One goal of Kianda, as with Strathmore, has been to help students overcome racial and tribal differences and to build strong characters. Students are encouraged to read widely and to improve their cultural background. Kianda's philosophy is that Kenya needs not only secretaries with fast shorthand and typing, but mature individuals with initiative, personality and responsibility. As a principal of the college, Miss Olga Marlin, described it: "people who can run an office, not just type letters." Some of the students have become teachers at the college. Others run businesses, such as data processing firms, shops and commercial farms.
Miss Marlin, who came to Nairobi to help establish Kianda in 1960, said Kianda did not stop at giving students a sound professional formation, but helped those who were practising Christians to improve their Christian life so that it permeated everything they did. "Monsignor Escriva often warned against the danger of separating these two aspects," she said, "living a kind of double life, with God for Sundays and special occasions, on the one hand, and one's professional and social life, on the other." Miss Marlin's successor, Miss Constance Gillian, outlined some of the qualities Kianda encouraged in its students, including generosity, inner strength and calmness, tenacity and positive thinking.
Mrs. Irene Njai grew up in a rural area, but won a scholarship to study social work in Italy. She became a social worker, but when we met she was working as an airline ticketing officer because she said she could not bring herself to accept government policy promoting contraception. "When I met up with Opus Dei I learnt about turning your work into prayer. I had been a Catholic so long, nobody had ever told me about this. I was told you should pray, but never that work could be turned into prayer; that you could say, I offer this work from eight to ten o'clock to God for such and such a thing. I felt I was being guided in a special way. It was really very beautiful.

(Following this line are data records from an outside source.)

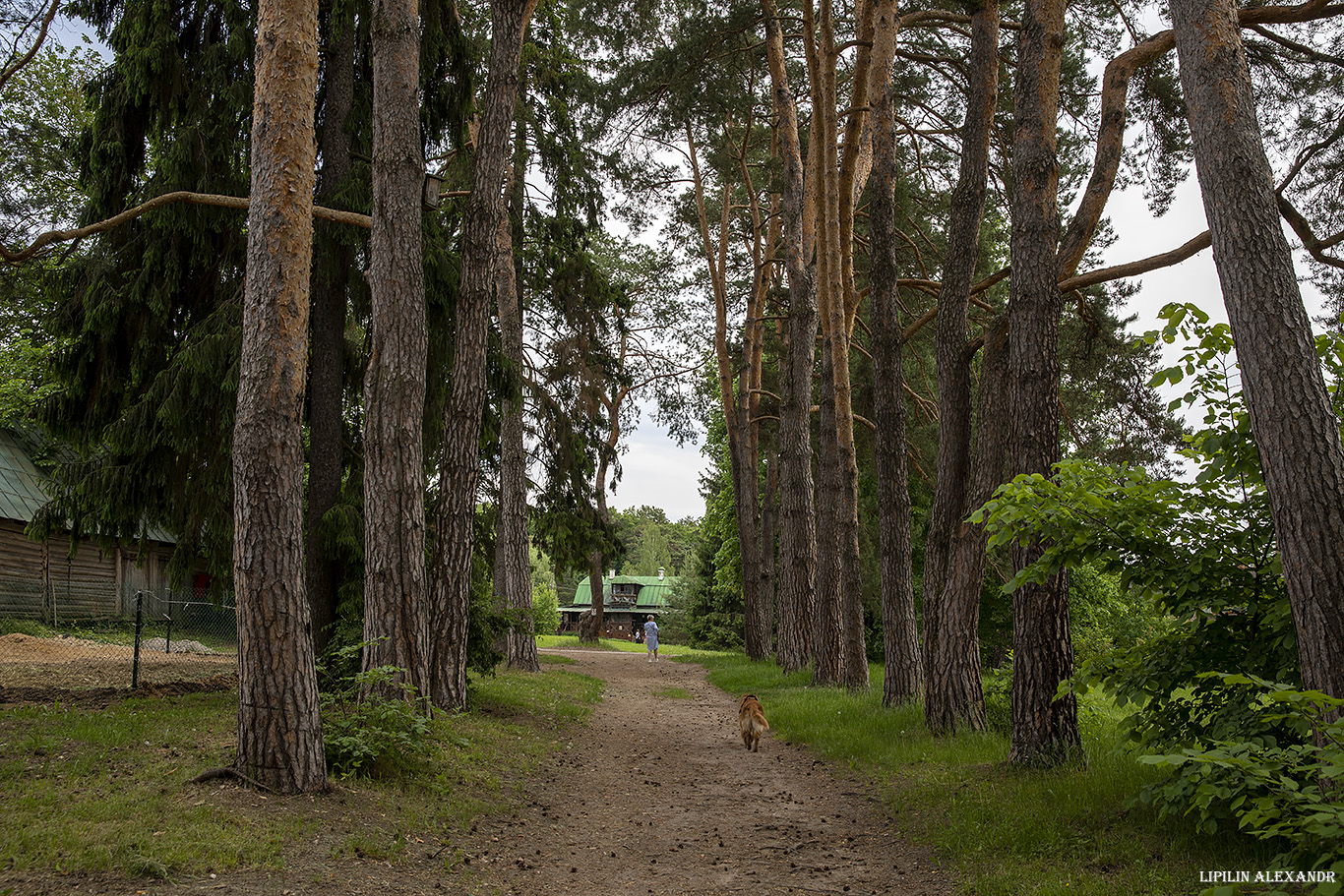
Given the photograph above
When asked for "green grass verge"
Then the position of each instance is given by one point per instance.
(572, 642)
(1000, 829)
(89, 792)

"Another thing I am grateful to Monsignor Escriva for is this idea of marriage as a vocation. For example, his praise for human love. I have never heard it from anybody else. I had read quite a lot of books before I came to Opus Dei, but I never came across anybody who asserted marriage was a vocation as Monsignor Escrivá did. Nobody else has ever talked to me about this in the same way, showing me how to use the married life as the means for my salvation and my husband's salvation. And also there is the idea that we are the heart of the family and we need to be at the service of other people. As Monsignor Escrivá used to say: 'To put our hearts on the floor for the others to walk a bit more comfortably."
The experience in Kenya highlights something important about Opus Dei: why it can be controversial in some countries, but not in others. It is not because Opus Dei differs from country to country—it is always the same. The real reason is that standards of morality vary; supporting equal rights for women in the 20th Century is bound to get you into trouble in countries where women are kept out of the workplace. But it will also attract opposition in those countries, some of them developed countries, in which women are denied the choice of being full time mothers and homemakers.